Pongamos que se llama Rosalía. Tiene en torno a 55 años, y es gallega. Gran parte de su vida adulta la pasó como ama de casa. Crió a un par de hijos, pero llegó un momento en el que ya no la necesitaban. Y entonces, con cuarenta y pico se decidió a trabajar, aun cuando sus salidas laborales no eran muchas. Su formación era escasa. Cuando era una adolescente, su familia prefirió que ayudara en casa. A través de una vecina entró en contacto con una asociación de rederas. Redeiras en gallego. La base de toda pesca. Los pescadores, sin ninguna duda, necesitan del trabajo de las rederas.

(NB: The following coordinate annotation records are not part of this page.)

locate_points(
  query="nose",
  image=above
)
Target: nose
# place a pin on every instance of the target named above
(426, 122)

Rosalía aprende a tejer redes. El trabajo es muy duro. Mucho. Llueva, haya tormenta, haga mucho frío, la humedad penetre en sus huesos o el calor intenso entre a raudales en la nave donde trabaja, ella está un mínimo de ocho horas gastando sus manos, haciendo callo, coleccionando sabañones… Rosalía y sus compañeras -coincide con tres más a la vez- tienen todas las papeletas de padecer alguna enfermedad ocasional o crónica derivada de su trabajo como lumbalgia, síndrome del túnel carpiano, artrosis, artritis, reuma, tendinitis, contracturas o fatiga visual. Además, algunas de estas patologías ni siquiera están reconocidas como enfermedades profesionales respecto a su profesión.
En la nave donde trabaja Rosalía -es posible que sea afortunada, no ejerce su trabajo en un muelle- en invierno hace un frío de espanto, y en verano, aunque esté en Galicia, la nave alcanza temperaturas de hasta 50 grados. El techo de su nave es de uralita, un material barato que, en ningún caso es buen aislante ni del frío ni del calor. En invierno, Rosalía se calienta con estufas eléctricas, y teje con guantes con abertura para los dedos. En verano, directamente, se desespera.

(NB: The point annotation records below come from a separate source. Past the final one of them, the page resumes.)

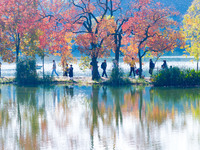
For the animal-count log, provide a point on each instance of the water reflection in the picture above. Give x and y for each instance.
(98, 117)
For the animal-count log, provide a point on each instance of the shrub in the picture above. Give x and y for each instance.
(26, 71)
(176, 77)
(116, 77)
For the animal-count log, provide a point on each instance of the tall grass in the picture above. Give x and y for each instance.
(177, 77)
(116, 77)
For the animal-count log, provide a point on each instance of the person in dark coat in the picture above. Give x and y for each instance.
(71, 72)
(66, 70)
(164, 65)
(151, 67)
(103, 66)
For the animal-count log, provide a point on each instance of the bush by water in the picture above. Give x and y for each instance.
(177, 77)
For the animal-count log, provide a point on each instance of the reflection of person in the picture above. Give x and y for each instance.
(66, 70)
(71, 91)
(54, 68)
(104, 95)
(115, 64)
(151, 67)
(71, 72)
(132, 67)
(164, 65)
(103, 66)
(0, 69)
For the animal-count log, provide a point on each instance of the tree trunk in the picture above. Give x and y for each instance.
(95, 72)
(17, 48)
(43, 63)
(140, 63)
(118, 39)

Ella y sus compañeras decidieron hace algún tiempo dejar de reparar redes. O, por lo menos, dejar de hacerlo para armadores españoles El precio que pagaban por remiendos no cubría ni un diez por ciento del esfuerzo. Para ellos, para los españoles, solo redes nuevas. Así y todo, hace unos pocos años se plantaron ante ellos. Se hartaron de cobrar la fabricación de una red a 12 euros, y exigieron cobrarla a 14. ¡Menuda pretensión! Parecía que estas mujeres se habían vuelto locas. Para tejer una red cada redera necesita una jornada completa de trabajo. Ocho horas teje que te teje. ¿Acaso no se sentían bien pagadas con 12 euros?
Durante un tiempo, su trabajo menguó. Les salió competencia. Competencia desleal. Adivinen quiénes, nueve euros mediante, se pusieron a fabricar redes. ¡Pescadores jubilados!
Tras su rebelión, consiguieron los 14 euros. ¡Gran éxito! Calculen ustedes cuánto ganan en un mes. Un trabajo esclavo en el que, cómo no, no hay (ni puede, ni debe haber) relevo generacional.